Caning rules are 'old school'

KUALA LUMPUR - The Education Ministry's guidelines on school caning, which date back to 1959, should be revised to reflect changes that have taken place since then, said the National Union of the Teaching Profession (NUTP).

Its secretary-general Lok Yim Pheng said the guidelines, which were based on the Education Rules (School Discipline) 1959 and outlined in a circular dated Oct 29, 2003, were outdated.

"Classrooms, parents and children operate differently now and the guidelines should be modified to reflect this," Lok said at the NUTP office in Kuala Lumpur here yesterday.

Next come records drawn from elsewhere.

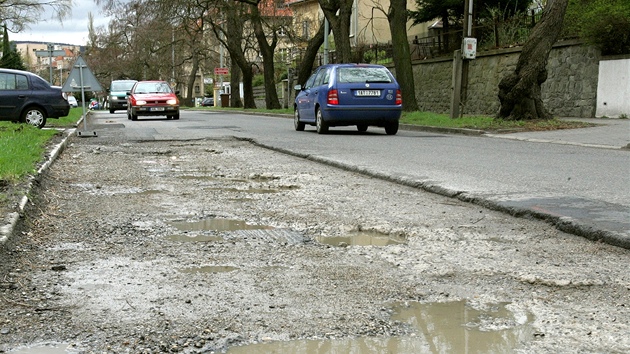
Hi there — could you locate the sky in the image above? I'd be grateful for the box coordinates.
[11,2,111,46]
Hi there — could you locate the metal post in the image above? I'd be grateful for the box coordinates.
[48,44,54,84]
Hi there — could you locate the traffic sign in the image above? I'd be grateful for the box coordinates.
[214,67,229,75]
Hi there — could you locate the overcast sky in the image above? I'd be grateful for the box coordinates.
[11,2,111,46]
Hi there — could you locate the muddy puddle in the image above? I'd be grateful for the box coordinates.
[179,265,238,273]
[168,218,273,232]
[8,343,71,354]
[227,300,533,353]
[316,230,407,247]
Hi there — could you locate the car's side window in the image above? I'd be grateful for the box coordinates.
[0,73,15,90]
[16,75,29,90]
[31,76,50,90]
[304,71,318,90]
[314,68,328,87]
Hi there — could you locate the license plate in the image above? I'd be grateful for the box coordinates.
[150,107,165,111]
[356,90,380,97]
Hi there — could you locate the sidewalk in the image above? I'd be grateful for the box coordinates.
[485,118,630,150]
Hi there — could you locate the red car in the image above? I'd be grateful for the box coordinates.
[127,80,180,120]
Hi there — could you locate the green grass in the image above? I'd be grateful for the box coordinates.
[0,122,59,183]
[400,111,595,132]
[46,107,84,128]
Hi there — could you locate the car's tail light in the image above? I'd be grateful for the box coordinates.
[327,89,339,105]
[395,90,402,105]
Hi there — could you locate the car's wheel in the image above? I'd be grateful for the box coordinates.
[22,107,46,129]
[357,124,368,132]
[385,121,399,135]
[294,108,305,131]
[110,109,115,114]
[315,108,328,134]
[131,113,138,121]
[173,114,180,120]
[166,115,173,120]
[127,112,131,120]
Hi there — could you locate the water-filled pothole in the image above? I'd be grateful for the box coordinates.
[227,300,533,353]
[169,218,273,232]
[8,343,70,354]
[166,234,223,242]
[179,266,238,273]
[316,230,406,247]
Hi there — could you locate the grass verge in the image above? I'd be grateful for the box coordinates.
[0,122,59,184]
[400,112,595,132]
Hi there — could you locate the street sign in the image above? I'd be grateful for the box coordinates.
[61,56,103,92]
[214,67,229,75]
[35,49,66,57]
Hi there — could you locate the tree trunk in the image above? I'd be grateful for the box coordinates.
[229,53,243,108]
[184,53,199,107]
[219,2,256,108]
[388,0,419,112]
[296,19,327,87]
[251,3,282,109]
[319,0,354,63]
[497,0,568,120]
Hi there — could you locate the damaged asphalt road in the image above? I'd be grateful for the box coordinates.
[0,131,628,353]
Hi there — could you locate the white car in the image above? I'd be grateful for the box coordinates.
[67,96,78,107]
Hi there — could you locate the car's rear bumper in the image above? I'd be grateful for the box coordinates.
[322,105,401,126]
[49,104,70,118]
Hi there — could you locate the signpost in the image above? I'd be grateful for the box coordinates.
[35,44,66,84]
[61,55,103,137]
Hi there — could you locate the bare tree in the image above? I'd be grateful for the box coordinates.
[318,0,354,63]
[384,0,419,111]
[0,0,72,34]
[497,0,568,120]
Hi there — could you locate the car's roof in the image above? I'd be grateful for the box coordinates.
[0,68,41,77]
[112,79,137,82]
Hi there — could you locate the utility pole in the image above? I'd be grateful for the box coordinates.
[450,0,475,118]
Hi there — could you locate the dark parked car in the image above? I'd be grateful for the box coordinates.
[294,63,402,135]
[108,79,137,113]
[201,97,214,107]
[0,68,70,128]
[127,80,180,120]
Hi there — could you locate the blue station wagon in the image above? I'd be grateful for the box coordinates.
[294,63,402,135]
[0,68,70,128]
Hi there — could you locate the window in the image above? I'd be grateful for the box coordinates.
[0,73,29,90]
[337,67,392,84]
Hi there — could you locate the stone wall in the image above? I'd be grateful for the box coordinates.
[407,40,601,118]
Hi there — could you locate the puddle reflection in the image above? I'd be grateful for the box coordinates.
[227,301,533,354]
[169,218,272,232]
[179,266,238,273]
[316,231,406,247]
[8,344,70,354]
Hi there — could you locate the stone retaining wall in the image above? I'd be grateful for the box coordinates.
[408,40,601,118]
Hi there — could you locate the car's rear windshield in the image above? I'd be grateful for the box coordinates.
[111,81,137,91]
[337,67,392,83]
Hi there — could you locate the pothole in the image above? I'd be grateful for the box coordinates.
[179,266,238,273]
[168,218,273,232]
[316,230,407,247]
[227,301,533,353]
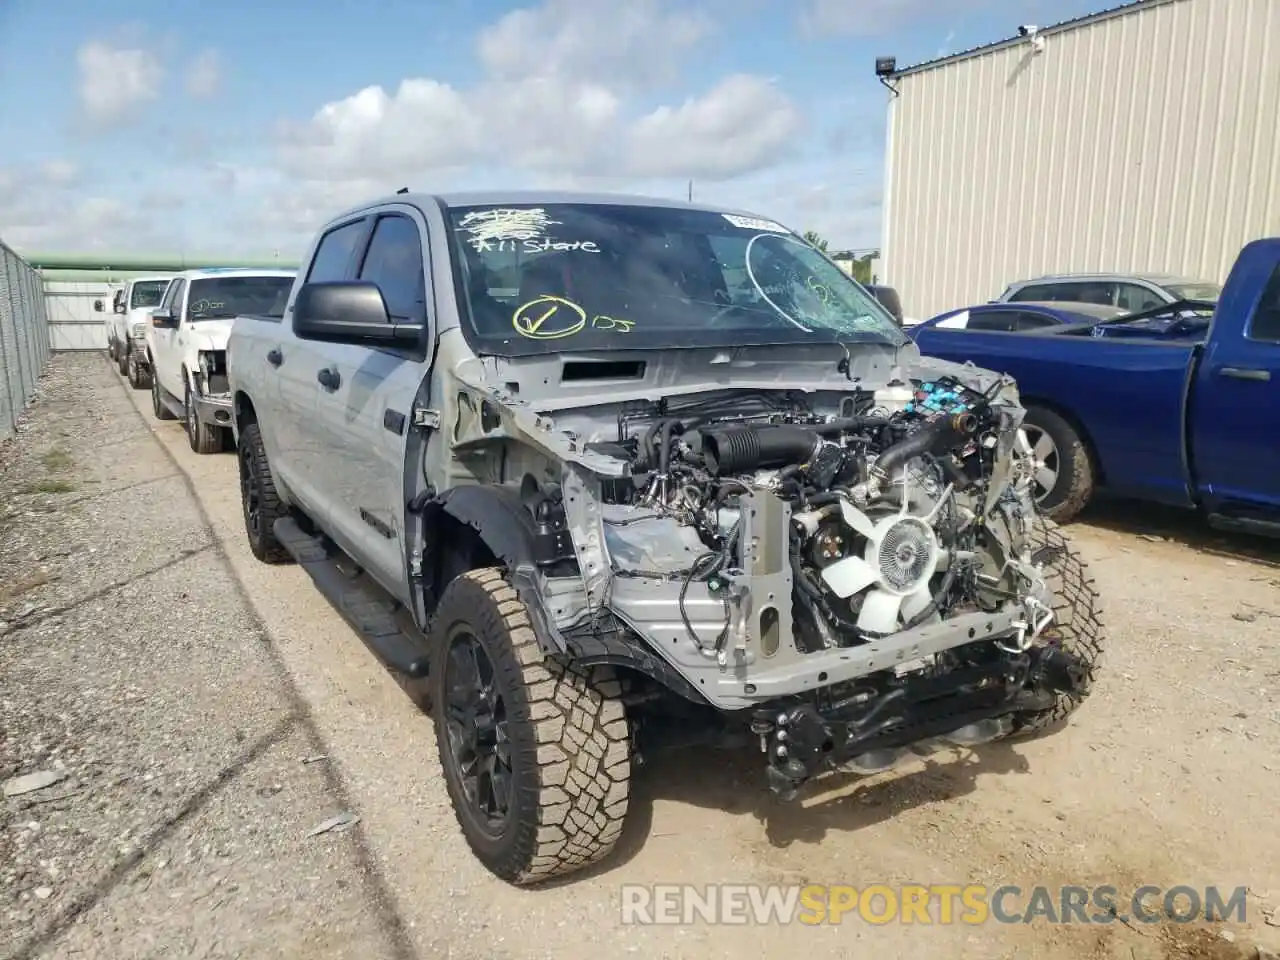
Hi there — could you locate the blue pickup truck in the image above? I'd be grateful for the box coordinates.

A revision of the disciplinary guidelines, she added, should include more creative and innovative ways of handling students who misbehaved.

"I'm sure that if we bring in educationists and psychologists to share their expertise, we can find new ideas to help teachers be more professional and confident about disciplining students," she said.

Recently, the Women, Family and Community Development Ministry had said that it was proposing for caning of minors in court to be abolished.

It also clarified that there was no proposal to outlaw the caning of children by parents and teachers.

Lok also advised teachers to be familiar with the current guidelines.

For example, she said teachers were only allowed to cane students if they had written permission from their school heads.

Public caning and corporal punishment against female students are both forbidden.

"Teachers must be clear on the rules so as to avoid any unwanted situations which could cost them their career," said Lok.

On another matter, Lok said NUTP did not approve of teachers in primary schools being directly promoted to the headmaster position.

"Teachers need to go through the proper channels. They must undergo the necessary leadership and management courses as stipulated by the Education Ministry and serve as a senior assistant first," she said.